I strongly believe, it's true, that things happen as they're meant to, there's no alternative of “if I had done things differently”, but applying this to violence would be a groundless justification.
Give yourselves time, everything ends, everything changes, we are not what we were yesterday, not even a little, but we can and must do it by metabolizing experiences, we are here to learn, that's life.
Violence kills people, kills dreams, kills history, kills time, no one wins.
Give yourselves time.
In my life, I've also encountered the other monster, the silent one that lives inside us... and I want to tell you about it...
I lost my aunt Annalisa, a 46-year-old smile extinguished by a tumor that started in her breast and spread to her brain.
I remember every steps in the parking lot, in the corridors of the oncology hospital; If I close my eyes I remember the route to that room by heart.

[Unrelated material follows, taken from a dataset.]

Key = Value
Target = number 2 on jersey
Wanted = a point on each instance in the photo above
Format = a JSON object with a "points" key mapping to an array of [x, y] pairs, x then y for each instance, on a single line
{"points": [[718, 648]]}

But I don't remember the pain; I've focused the memory imprinted on my soul and memory, of my aunt who, to the doctor's therapeutic proposals, when we said “Aunt, we have to try”, replied “yes, dear, let's try”, with a smile as big as the world.
Over the years, I've been a guest at events where women who had won their battle were present, I've heard them speak, sometimes parade in clothes among the people, I've seen giants who bore the scars of the battle, proud to have won the war.
Each of them, without knowing it, with every word and every step while parading, gave me a bit of victory even where there was apparently a tragic defeat.
I will always be a silent fan of those who fought their battle, those who lost and those who won bear the same mark, in the commitment to look to a future where the great evil will be defeated by human beings.